After Worlds Collide
Page 21
“Underground passages?”
“Precisely. That is how they took me out of the city. They laughed at us guarding all the gates! When they decided to take me away, two of them escorted me underground and led me on foot to a door that was opened only after some special ceremony, and which communicated with a conduit.”
“Conduit for what?”
“I could only suppose what. My eyes were taped, and during this journey, even my ears were muffled; but I am sure from my sensations during the journey that I was underground, and carried through a long, close conduit like a great pipe.”
“Carried?” repeated Tony, as the others in the group excitedly crowded closer to catch the weak word. “How did they carry you?”
“In a car. They sat me up in some sort of small car which ran very rapidly—and, I am sure, underground. I could feel enough of it with my hands to be sure it was not what we would call a passenger-car. I am sure now, from what I felt at the time, and what I learned later, that it was a work-car, built by the Old People for their workmen in the conduit. I was taken into a power tunnel, I believe, and transported in a work-car through the conduit to the other city. Certainly when, after a time I can only estimate as hours, I was brought up to daylight, it was in the city occupied by Russians and Japanese, and with them, on the same terms, some Germans. There are also English there, men and women; but not on the same terms as the others.”

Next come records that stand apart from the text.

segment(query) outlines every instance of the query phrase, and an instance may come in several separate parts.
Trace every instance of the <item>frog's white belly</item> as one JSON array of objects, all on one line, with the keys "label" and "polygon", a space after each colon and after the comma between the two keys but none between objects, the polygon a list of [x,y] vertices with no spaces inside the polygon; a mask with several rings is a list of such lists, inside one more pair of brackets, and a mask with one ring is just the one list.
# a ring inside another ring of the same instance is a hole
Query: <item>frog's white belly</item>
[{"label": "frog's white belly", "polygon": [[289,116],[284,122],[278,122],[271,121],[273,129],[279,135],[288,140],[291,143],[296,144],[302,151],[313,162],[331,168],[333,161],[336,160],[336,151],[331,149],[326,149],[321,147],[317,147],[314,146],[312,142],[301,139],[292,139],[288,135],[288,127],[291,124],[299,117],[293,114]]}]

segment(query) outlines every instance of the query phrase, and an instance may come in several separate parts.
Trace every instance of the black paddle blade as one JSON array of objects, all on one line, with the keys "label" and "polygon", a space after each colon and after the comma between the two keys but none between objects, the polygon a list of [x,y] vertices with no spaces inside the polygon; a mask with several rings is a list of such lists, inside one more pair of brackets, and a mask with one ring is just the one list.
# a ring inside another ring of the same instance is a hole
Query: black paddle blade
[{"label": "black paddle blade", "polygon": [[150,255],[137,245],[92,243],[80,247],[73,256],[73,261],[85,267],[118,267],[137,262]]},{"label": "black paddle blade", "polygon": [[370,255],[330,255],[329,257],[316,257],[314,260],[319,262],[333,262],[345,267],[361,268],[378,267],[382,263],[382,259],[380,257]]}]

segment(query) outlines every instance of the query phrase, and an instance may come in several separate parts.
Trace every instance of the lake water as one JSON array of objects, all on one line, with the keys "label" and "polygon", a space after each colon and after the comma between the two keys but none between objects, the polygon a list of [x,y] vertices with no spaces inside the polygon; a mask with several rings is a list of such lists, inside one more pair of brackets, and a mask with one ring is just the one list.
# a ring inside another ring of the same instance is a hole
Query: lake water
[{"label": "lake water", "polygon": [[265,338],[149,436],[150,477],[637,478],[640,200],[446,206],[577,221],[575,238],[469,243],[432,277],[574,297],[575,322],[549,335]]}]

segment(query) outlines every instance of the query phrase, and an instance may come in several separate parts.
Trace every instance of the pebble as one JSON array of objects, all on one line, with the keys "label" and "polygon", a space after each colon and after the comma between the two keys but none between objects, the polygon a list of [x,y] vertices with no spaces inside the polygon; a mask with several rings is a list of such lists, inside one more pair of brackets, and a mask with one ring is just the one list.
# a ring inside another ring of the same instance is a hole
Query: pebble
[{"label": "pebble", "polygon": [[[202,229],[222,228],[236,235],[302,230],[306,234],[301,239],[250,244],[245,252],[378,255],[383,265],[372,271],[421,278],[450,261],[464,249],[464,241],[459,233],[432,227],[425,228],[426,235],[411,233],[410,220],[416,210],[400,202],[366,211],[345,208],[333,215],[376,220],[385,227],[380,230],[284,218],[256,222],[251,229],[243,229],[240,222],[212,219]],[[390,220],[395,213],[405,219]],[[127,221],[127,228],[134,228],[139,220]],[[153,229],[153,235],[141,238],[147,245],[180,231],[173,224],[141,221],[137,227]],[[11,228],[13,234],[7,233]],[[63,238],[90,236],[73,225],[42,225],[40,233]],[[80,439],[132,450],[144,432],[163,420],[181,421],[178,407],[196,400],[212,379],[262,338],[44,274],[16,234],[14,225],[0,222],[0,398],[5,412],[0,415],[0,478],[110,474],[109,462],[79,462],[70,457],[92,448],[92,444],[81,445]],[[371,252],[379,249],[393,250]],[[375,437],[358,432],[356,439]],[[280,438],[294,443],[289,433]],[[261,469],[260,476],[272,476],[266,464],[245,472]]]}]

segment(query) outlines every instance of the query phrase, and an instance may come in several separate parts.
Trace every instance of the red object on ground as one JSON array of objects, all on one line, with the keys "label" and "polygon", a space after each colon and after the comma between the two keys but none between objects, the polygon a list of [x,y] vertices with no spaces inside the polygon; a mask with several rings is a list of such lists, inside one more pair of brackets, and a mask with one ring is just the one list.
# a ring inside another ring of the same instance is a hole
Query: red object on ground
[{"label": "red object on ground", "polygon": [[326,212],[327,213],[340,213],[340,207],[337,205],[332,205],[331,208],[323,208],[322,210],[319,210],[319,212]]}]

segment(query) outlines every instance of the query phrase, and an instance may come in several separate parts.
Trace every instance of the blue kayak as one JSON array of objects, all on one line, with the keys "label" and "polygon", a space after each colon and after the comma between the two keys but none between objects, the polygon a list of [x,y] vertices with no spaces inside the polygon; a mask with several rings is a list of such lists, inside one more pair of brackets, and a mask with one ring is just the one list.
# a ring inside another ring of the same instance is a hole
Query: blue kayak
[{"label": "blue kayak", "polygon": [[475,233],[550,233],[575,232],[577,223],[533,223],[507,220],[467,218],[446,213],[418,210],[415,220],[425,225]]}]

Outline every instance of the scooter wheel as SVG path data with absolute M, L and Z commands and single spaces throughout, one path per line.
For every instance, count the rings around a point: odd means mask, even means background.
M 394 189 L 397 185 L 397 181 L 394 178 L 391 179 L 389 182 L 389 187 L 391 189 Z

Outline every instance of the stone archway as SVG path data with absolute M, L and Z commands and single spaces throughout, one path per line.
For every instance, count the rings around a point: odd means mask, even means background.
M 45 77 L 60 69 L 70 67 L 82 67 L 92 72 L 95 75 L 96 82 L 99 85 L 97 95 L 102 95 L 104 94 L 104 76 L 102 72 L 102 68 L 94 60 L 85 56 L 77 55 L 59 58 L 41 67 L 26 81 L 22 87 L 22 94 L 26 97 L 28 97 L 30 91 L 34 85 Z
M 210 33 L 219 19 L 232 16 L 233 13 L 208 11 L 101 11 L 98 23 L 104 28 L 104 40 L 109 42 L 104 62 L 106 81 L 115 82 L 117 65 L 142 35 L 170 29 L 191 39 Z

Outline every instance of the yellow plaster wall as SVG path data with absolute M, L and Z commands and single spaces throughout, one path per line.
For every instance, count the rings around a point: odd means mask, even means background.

“Go on!” begged several voices.
“They let me see the city—and themselves,” said Von Beitz. “It is a great city—greater than this, and very beautiful. It offers them everything that they could have dreamed of—and more! It makes them, as they succeed in mastering its secrets, like gods! Or they think so!”
“Like gods!”
“Yes,” said Von Beitz, “that is our great danger. They feel like gods; they must be like gods; and how can they be gods, without mortals to make them obeisance and do them reverence? So they will be the gods; and we will be the mortals to do their bidding. Already they have taken the English and set themselves above them, as you have heard. They tried to take us—as you know. We killed some of them—some of the most ruthless and dangerous; but others remain. They know they need not endanger themselves. They wait for us confidently.”
“Wait for us? How?”
“To come to them.”
“But if we don’t come?”
“We must.”
“Why?”
“We have no help for ourselves—and they know it. For the truth is as we feared. For all these great cities of the eastern section of this continent,” the German declared solemnly and slowly, “there is a single power city—or station. It is located deep underground—not directly beneath their city, but near it. Of course they control it, and control, therefore, light and power— and heat. Any of these we can enjoy only as they ration it to us.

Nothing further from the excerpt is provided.